PETALING JAYA – Analysts have projected a 25 basis point (bps) increase in the Overnight Policy Rate (OPR) to 3.25% in the second half of 2018 (2H18), following signs of hawkishness at Bank Negara Malaysia’s Monetary Policy Committee (MPC) meeting last Thursday.
In its final meeting of the year, the MPC said it “may consider reviewing the current degree of monetary accommodation”.
“We take this as a signal that Bank Negara Malaysia (BNM) is getting ready to normalise interest rates should domestic demand growth pan out as expected,” Hong Leong Investment Bank (HLIB) Research said in a report last Friday.
Despite the hawkish stance in the monetary policy statement, HLIB Research said, a rate increase is not likely in 1H18 as the threat of financial imbalances is still largely absent, with moderate loan growth of 5.2% in September and the house price index increasing 5.6% in the first quarter amid expectations of milder inflation in 2018.
“We introduce 2018 interest rate forecast that BNM will hike the OPR by 25bps in 2H18, bringing the OPR to 3.25% by end of 2018,” it said.
Besides the MPC’s statement on “may consider reviewing the current degree of monetary accommodation”, Kenanga Research noted that the MPS conspicuously dropped any mention of core inflation remaining contained.
“This is MPC’s most hawkish statement yet and may be BNM’s earliest official statement communicating possible tightening down the road.
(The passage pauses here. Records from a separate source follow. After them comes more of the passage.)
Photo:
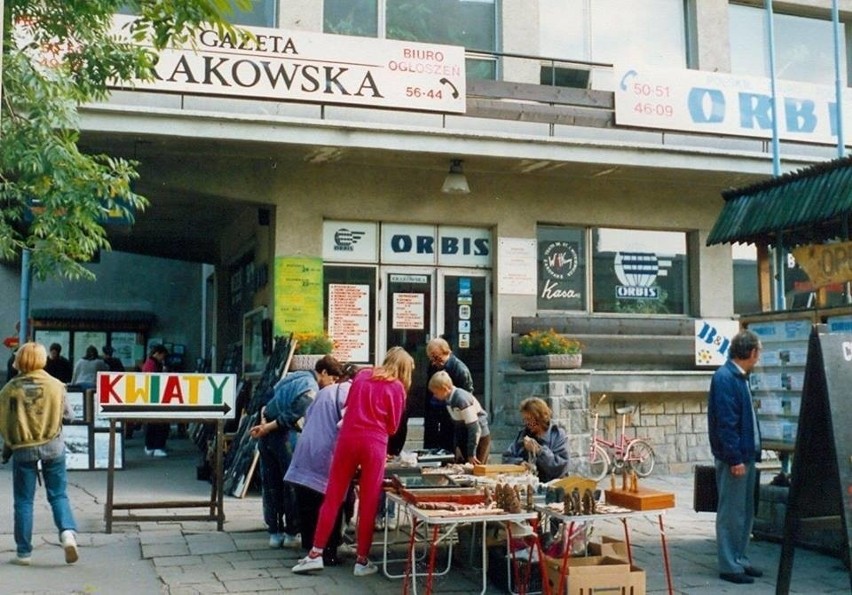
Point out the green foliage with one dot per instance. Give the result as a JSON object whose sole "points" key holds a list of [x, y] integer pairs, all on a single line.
{"points": [[548, 342], [313, 344], [53, 197]]}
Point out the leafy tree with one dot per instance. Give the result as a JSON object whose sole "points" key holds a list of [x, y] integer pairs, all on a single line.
{"points": [[57, 55]]}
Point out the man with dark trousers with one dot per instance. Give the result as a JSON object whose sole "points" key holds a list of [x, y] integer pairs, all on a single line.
{"points": [[438, 428], [735, 442]]}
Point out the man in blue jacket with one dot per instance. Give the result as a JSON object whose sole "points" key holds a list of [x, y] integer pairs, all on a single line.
{"points": [[735, 442], [281, 420]]}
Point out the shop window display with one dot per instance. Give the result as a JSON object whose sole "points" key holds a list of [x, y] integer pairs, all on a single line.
{"points": [[632, 271]]}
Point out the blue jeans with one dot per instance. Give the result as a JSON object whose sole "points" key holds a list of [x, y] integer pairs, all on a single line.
{"points": [[24, 483], [279, 499]]}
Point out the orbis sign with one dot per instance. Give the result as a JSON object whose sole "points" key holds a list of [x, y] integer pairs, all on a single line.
{"points": [[719, 103], [167, 395]]}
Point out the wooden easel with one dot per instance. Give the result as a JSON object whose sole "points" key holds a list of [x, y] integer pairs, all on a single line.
{"points": [[215, 507], [821, 489]]}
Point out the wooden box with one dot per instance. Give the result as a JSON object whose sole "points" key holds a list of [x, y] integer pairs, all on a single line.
{"points": [[595, 574], [498, 469], [642, 499], [457, 495]]}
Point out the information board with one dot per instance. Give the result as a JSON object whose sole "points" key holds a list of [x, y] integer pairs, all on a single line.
{"points": [[821, 488]]}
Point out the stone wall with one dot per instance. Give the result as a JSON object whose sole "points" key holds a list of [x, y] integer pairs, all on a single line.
{"points": [[675, 424]]}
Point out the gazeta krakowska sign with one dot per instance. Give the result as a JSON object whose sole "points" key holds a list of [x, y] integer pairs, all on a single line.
{"points": [[167, 395]]}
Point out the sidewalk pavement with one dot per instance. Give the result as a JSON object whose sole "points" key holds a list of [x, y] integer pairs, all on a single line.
{"points": [[189, 557]]}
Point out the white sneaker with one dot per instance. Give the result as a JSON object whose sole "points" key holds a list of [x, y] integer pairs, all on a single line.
{"points": [[69, 544], [365, 569], [308, 564]]}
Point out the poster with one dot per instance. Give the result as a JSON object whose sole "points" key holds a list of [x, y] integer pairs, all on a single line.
{"points": [[409, 312], [298, 295], [349, 321]]}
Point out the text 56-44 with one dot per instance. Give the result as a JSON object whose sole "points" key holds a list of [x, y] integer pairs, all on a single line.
{"points": [[418, 92]]}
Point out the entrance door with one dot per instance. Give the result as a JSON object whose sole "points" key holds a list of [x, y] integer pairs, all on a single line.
{"points": [[408, 322], [420, 304], [463, 314]]}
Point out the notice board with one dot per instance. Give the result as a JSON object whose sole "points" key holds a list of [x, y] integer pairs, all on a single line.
{"points": [[821, 489]]}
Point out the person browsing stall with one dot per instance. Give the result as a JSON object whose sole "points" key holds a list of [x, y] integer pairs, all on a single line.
{"points": [[471, 436], [308, 471], [542, 444], [281, 421], [438, 427], [373, 412]]}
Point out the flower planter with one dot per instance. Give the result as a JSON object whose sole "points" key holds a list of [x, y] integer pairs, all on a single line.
{"points": [[305, 361], [553, 361]]}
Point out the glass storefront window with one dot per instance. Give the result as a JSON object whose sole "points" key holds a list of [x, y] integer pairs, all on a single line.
{"points": [[639, 272], [804, 47], [652, 32], [561, 268]]}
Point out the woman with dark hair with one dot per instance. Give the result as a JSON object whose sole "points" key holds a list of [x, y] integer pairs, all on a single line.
{"points": [[373, 411], [541, 444], [156, 433], [86, 369]]}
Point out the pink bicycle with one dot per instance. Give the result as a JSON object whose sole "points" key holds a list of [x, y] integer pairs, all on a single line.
{"points": [[607, 456]]}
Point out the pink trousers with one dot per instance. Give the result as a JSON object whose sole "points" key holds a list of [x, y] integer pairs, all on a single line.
{"points": [[350, 453]]}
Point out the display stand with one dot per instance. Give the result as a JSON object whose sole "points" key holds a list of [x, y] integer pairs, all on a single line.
{"points": [[821, 488], [215, 508]]}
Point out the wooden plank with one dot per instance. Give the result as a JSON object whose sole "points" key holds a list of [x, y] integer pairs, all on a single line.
{"points": [[507, 90], [531, 112]]}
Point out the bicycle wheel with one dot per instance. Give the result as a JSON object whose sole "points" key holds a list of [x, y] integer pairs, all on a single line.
{"points": [[640, 457], [598, 463]]}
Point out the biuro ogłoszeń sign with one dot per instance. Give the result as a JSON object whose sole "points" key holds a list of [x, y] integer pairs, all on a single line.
{"points": [[176, 395]]}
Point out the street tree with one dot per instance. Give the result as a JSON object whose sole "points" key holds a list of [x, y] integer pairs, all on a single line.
{"points": [[57, 56]]}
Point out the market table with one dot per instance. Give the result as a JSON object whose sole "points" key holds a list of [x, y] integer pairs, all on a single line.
{"points": [[439, 527], [608, 512]]}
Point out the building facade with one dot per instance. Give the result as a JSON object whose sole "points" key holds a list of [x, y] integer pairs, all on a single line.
{"points": [[596, 137]]}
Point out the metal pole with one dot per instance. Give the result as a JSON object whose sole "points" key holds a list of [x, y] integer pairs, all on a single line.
{"points": [[26, 276], [780, 259], [838, 84]]}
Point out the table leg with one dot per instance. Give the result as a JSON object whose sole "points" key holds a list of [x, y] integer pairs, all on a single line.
{"points": [[410, 564], [627, 541], [433, 550], [666, 555]]}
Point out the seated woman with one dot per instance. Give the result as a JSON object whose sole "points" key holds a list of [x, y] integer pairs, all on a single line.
{"points": [[541, 444]]}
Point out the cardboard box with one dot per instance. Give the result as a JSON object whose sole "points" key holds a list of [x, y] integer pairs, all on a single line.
{"points": [[595, 574], [643, 499], [609, 547]]}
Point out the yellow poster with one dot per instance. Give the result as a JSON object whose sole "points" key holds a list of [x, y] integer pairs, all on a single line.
{"points": [[298, 295]]}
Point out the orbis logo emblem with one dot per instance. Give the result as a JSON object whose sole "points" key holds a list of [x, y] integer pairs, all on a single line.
{"points": [[637, 272], [345, 239]]}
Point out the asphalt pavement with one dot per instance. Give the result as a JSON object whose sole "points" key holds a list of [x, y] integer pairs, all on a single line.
{"points": [[187, 557]]}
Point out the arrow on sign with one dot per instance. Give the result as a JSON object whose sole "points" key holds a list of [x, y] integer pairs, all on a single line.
{"points": [[219, 409]]}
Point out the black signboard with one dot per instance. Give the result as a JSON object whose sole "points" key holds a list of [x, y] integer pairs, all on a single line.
{"points": [[821, 489]]}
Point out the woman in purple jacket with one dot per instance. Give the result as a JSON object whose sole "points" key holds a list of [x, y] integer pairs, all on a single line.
{"points": [[308, 471]]}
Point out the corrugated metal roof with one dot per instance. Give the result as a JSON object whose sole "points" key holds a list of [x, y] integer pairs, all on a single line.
{"points": [[810, 205]]}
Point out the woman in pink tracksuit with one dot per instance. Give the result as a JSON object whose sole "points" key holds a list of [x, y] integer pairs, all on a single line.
{"points": [[373, 411]]}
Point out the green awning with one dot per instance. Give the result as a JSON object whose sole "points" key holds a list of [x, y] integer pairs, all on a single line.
{"points": [[808, 206]]}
However, we note that while hawkish, the MPC’s language sought to keep its options open but simply considered a review,” it said in its report.
It also noted that any timetable or specific economic variables of interest were not mentioned in the MPS’s statement but suspects that any further elevation of core inflation and sustained growth in 2018 will likely trigger a 25bps increase in the OPR to 3.25%.
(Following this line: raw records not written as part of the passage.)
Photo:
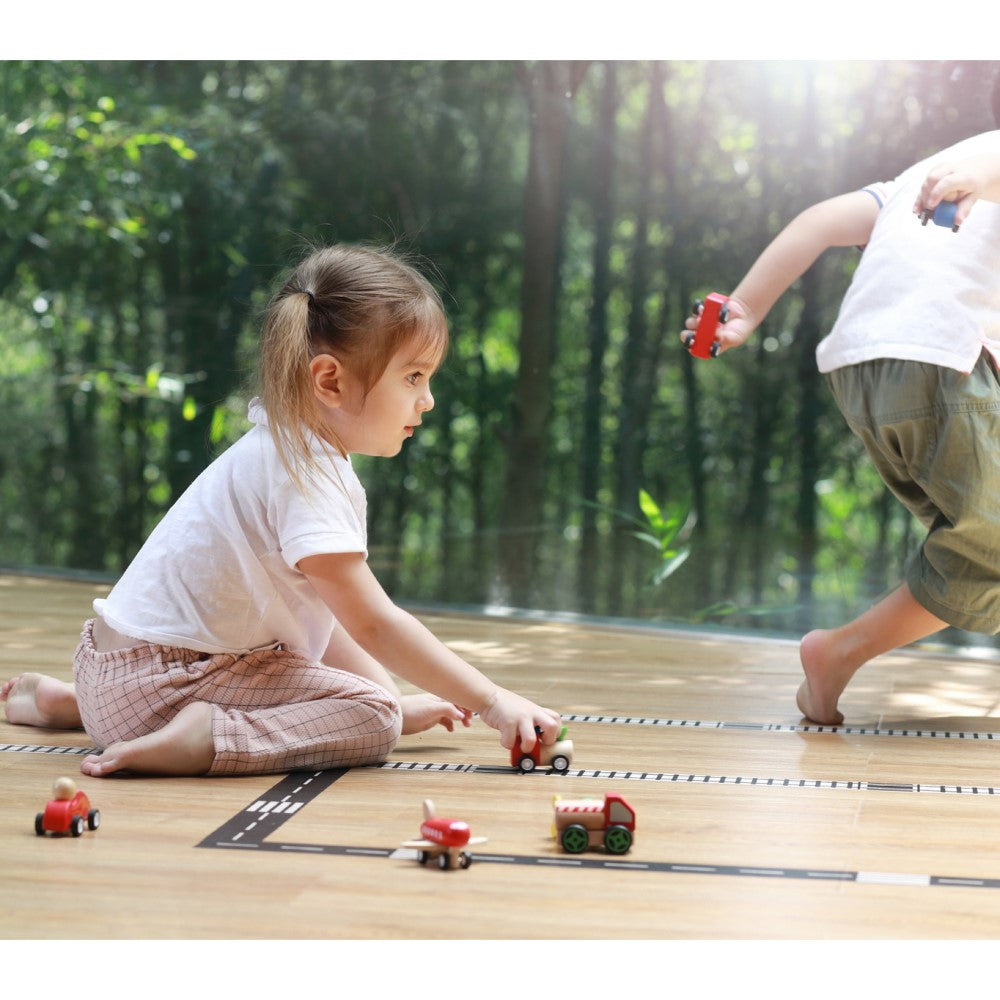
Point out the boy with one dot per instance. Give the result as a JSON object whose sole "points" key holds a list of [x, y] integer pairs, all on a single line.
{"points": [[912, 363]]}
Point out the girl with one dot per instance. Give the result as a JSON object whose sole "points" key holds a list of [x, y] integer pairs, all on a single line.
{"points": [[249, 636]]}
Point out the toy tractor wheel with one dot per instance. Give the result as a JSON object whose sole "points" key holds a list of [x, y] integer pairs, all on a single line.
{"points": [[617, 839], [575, 839]]}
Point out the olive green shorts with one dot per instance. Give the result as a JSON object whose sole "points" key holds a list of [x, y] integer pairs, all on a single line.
{"points": [[934, 436]]}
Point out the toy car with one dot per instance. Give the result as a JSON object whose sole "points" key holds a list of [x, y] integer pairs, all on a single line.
{"points": [[67, 812], [711, 311], [556, 757], [444, 839], [583, 823], [943, 215]]}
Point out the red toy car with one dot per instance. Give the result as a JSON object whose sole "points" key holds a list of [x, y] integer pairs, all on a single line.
{"points": [[710, 312], [68, 812], [556, 757]]}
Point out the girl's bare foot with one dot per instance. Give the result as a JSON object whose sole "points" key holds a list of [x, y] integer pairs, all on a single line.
{"points": [[183, 746], [826, 677], [37, 700]]}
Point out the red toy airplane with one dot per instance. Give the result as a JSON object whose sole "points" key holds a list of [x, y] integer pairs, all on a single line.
{"points": [[444, 839]]}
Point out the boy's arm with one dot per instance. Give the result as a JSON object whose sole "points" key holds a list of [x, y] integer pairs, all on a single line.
{"points": [[964, 182], [400, 643], [846, 220]]}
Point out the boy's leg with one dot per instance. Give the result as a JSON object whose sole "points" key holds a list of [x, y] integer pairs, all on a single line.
{"points": [[831, 657], [32, 699]]}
On the flip side, it expects deterioration in 2018 manufacturing and service sector growth significantly below the Finance Ministry’s 5.3% and 5.8% respective target to reduce the case for a rate hike.
“Given the house view of a 4.9% growth target for 2018 instead, we believe that the timing that MPC will likely consider its first rate hike is in 2H18 as it awaits confirmation of sustained growth trajectory at least for 1H18,” it added.
Meanwhile, Affin Hwang Capital has maintained its view that BNM will likely increase the OPR by 25bps to 3.25% in 2H18, on expectations that the current strong economic momentum continues on a favourable global economic environment.
“However, we believe that any increase in the OPR in 2H18 would be at a measured pace, and the magnitude of increase would be gradual and dependent on macro growth and CPI data, following closely also the development in US monetary policy, direction of the Fed Funds rate and reduction in the Fed’s balance sheet,” it said in its report.
It believes the rationale for a rate increase, if it materialises, would be to prevent the economy from exceeding its potential output level, which would translate into higher inflationary pressure.